The company has a service of 50,000 concurrent queries per second, (suppose) according to the ID CARD MD5 query id information, there are 100 billion data, plain text storage, I saw you write LevelDB a few days ago, can this service use LevelDB memory database for storage? Are there other optimizations?
Voice: LevelDB_ “Memory KV Cache/database”. _
== Problem description ==
The last planet water friend asked is 3.6 billion log background paging query, followed by a 100 billion text MD5 query, this time the business, at least need to solve:
(1) Query problems;
(2) High performance issues;
(3) Storage problems;
First, query questions
The efficiency of text information search and retrieval is very low. The first problem to be solved is to transform text filtering into structured query.
Since the retrieval condition is MD5, it can be structured as:
(MD5, data)
This can be KV query, or database index query.
It should be noted that MD5 is generally represented as a string, and the performance of string as an index will be reduced. Therefore, MD5 of string type can be converted into two Uint64_t for storage to improve indexing efficiency.
(md5_high, md5_low, data)
Two long integers for joint index, or joint key in KV.
This service has a strong feature, is a single row of data on the primary key of the query, regardless of the amount of data, even without the use of caching, traditional relational database storage, single machine can carry at least 1W of queries.
_ Voiceover: _ But it can’t be stored in a single machine, more on that later.
Second, high performance
At 5W concurrency per second, the throughput is very high. The second thing to solve is: performance improvement.
The business of id card inquiry has two strong features:
(1) The queried data is fixed;
(2) only **** has query request, no modification request;
It’s easy to imagine that caches are very, very good for this scenario, and not only that, they can also load data into memory ahead of time, avoiding the “warm-up” of the cache.

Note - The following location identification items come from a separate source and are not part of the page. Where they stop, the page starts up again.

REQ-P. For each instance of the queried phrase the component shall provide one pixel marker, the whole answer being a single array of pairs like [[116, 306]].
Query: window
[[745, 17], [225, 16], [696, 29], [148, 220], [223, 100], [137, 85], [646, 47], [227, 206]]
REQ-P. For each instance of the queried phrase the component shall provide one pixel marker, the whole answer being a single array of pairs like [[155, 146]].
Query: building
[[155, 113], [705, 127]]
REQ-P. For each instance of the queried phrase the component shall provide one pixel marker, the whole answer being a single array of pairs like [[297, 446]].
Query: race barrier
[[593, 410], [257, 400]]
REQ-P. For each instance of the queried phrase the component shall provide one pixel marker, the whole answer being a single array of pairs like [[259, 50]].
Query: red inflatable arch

Voiceover: Design according to business characteristics, any architecture design that deviates from business is a hooligan.

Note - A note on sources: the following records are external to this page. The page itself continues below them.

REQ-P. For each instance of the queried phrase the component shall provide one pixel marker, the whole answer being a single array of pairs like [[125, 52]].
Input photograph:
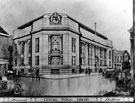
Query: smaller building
[[117, 59]]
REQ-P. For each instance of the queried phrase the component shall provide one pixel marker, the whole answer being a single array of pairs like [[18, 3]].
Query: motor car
[[6, 85]]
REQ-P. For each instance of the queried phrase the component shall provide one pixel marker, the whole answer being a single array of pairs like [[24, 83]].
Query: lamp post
[[134, 42]]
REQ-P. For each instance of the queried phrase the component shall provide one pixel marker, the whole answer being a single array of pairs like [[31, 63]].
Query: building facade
[[57, 43], [5, 42], [117, 59]]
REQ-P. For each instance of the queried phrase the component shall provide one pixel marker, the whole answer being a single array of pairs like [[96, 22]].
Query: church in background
[[58, 44]]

If the memory is large enough and the data is loaded in advance, the cache hit ratio can be 100%. Even if the data is not loaded in advance, each piece of data can be missed at most once in the cache. Once the data is stored in the cache, it will never be changed out because there is no write request.
Is it true that there’s enough memory?
Assuming that each ID card information is 0.5K, about 100 billion:
100 billion * 0.5K = 50,000G = 50T
Voice-over: Is that correct?
So if you’re not super rich, the cache can’t hold all the data, only the hot data.
Is 5W/s throughput a bottleneck?
There are many ways to linearly expand capacity:
(1) Redundancy of more than 10 sites and services;
(2) storage (primary key single row query) more than 10 copies of horizontal segmentation;
As you can see, 5W concurrency is not a problem.
Three, storage problems
The above part of the analysis, 100 billion ID information, 50T of data, data is too large, the traditional relational database, LevelDB single-machine memory database is not particularly suitable, manual level segmentation, split instances will be very many, difficult to maintain.
Use storage technologies such as Hbase that are suitable for large amounts of data.
Finally, combined with this example, it is suggested that:
(1) Do not text retrieval, must be structured;
(2) Single-line query, read-only without writing, cache + redundancy + horizontal segmentation can greatly improve throughput;
(3) Use technologies suitable for mass data storage;
With limited experience, more and better solutions are welcome.
Thinking is more important than conclusion.
Exercises after class:
100 billion data, different ID numbers may cause MD5 duplication, what to do?